1. In Crime No. 101 of 1966 of Tiruttani police station three persons, Chinnappa, Aruldoss and Krishnan, were charged for the murder of one Gopal. The confessional statement of Krishnan was recorded by the Sub-Magistrate, Kancheepurarn, on 9-3-1966. Subsequently, on 17-6-1966, when the matter was still under investigation, pardon was tendered to Krishnan by the Executive First Class Magistrate, Trivellore, acting under the proviso to Section 337 (1) of the Crl. P. C. Krishnan was sought to be examined as P. W. 1 in the preliminary enquiry conducted under Chapter XVIII. Crl P. C. by the judicial Second Class Magistrate, Tiruttani. Objection was taken to this by the other two accused, Chinnappa and Arul-doss, on the ground that the tender of pardon was invalid, because the Executive First Class Magistrate, Trivellore, who tendered the pardon had himself not examined Krishnan and recorded his statement but had merely relied on his prior confessional statement made on 9-3-1966 before the Sub-Magistrate, Kancheepuram. This objection was overruled by the learned Judicial Second Class Magistrate, Tiruttani. This revision case has been filed against that order.
2. Section 337 (1) of the Code, so far as it is relevant, says that any Magistrate of the First Class may, at any stage of the investigation, with a view to obtaining the evidence of any person supposed to have been directly or indirectly concerned or privy to the offence, tender pardon to such person on condition of his making a 'full. and true disclosure of the whole of the circumstances within his knowledge relative to the offence and to every other person concerned, whether as principal or abettor, in the commission thereof. Sub-section (1A) states that every Magistrate who tenders a pardon under Sub-section (1) shall record the reasons for so doing.
3. In this case, the learned Executive First Class Magistrate Trivellore, after stating the facts says;
I believe the statement made by him (Krishnan) before the Sub-Magistrate, Kanchee-purarn, on 9-3-1966 under Section 164 Cr. P.C. contains a true and full disclosure of the whole circumstances within the Knowledge of the (approver?) relative to the offence and the offender. I consider that the evidence of an approver is necessary to prevent the escape of the offenders from punishment and that it is necessary to tender pardon to the accomplice Krishnan for the purpose of obtaining evidence in this case to bring the offender to justice.

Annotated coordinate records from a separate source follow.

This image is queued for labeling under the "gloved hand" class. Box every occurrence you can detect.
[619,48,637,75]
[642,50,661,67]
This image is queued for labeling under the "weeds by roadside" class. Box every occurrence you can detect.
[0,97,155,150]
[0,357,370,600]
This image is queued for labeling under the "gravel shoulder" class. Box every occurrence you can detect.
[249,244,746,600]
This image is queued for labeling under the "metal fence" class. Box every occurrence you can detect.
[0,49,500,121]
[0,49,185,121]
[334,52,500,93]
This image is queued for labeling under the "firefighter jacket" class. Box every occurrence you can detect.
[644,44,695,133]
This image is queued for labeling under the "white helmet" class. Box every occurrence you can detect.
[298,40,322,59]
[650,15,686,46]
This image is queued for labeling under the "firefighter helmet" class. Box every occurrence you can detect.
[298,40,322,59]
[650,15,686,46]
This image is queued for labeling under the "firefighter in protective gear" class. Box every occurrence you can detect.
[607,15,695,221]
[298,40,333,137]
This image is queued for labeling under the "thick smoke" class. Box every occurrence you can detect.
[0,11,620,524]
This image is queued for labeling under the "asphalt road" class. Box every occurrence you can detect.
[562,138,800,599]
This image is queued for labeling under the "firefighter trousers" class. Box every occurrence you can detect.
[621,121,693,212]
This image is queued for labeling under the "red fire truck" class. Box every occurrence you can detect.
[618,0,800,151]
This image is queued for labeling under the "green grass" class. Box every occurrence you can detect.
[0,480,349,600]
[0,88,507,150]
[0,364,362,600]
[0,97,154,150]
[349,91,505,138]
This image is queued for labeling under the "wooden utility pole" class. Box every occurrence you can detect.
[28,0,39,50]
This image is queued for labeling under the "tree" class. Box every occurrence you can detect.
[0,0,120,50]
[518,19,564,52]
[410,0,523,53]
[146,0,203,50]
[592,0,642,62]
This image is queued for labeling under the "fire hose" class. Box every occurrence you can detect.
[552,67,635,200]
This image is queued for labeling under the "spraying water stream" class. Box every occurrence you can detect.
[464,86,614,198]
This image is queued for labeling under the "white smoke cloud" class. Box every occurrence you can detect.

4. In my opinion, this order of the learned Magistrate complies with the statutory requirements which I have quoted already. There is nothing in the Code to compel the Magistrate tendering pardon to examine the person proposed to 'be pardoned in full and to record his whole confessional statement again. The Executive First Class Magistrate was satisfied that he (Krishnan) had made a true and full disclosure of the circumstances. He probably put some questions to Krishnan and satisfied himself. Sri R. Natarajan, learned Counsel for the petitioners, has not been able to cite any decision in support of his contention, that the Executive First Class Magistrate should once again have recorded the statement of Krishnan in full. The two decisions cited by him, namely A. J. Peiris v. State of Madras AIR 1964 SC 616 and State of Andhra Pradesh v. Ganeswara Rao : 3SCR297 do not touch this point.
5. The other decision cited by him Kashinath Krishna v. State of Mysore , lays down the criterion that the Magistrate tendering pardon should not lightly grant the pardon in a case where the remaining evidence is itself sufficient to sustain the conviction against the other accused. I may observe that normally this Court will not interfere with the exercise of the power of tendering pardon. However, I have ascertained from Shri S. R. Srinivasan, appearing for the learned Public Prosecutor, what the remaining evidence against the accused Chinnappa and Aruldoss is. So far as Chinnappa is concerned, there is no doubt his confessional statement and so far as Aruldoss is concerned, there is no such confessional statement. It is undesirable to pronounce even a tentative opinion on the adequacy or otherwise of the remaining evidence. It is sufficient to say that I am not satisfied that this is a case where I should interfere with the tender of pardon. The petition is accordingly dismissed.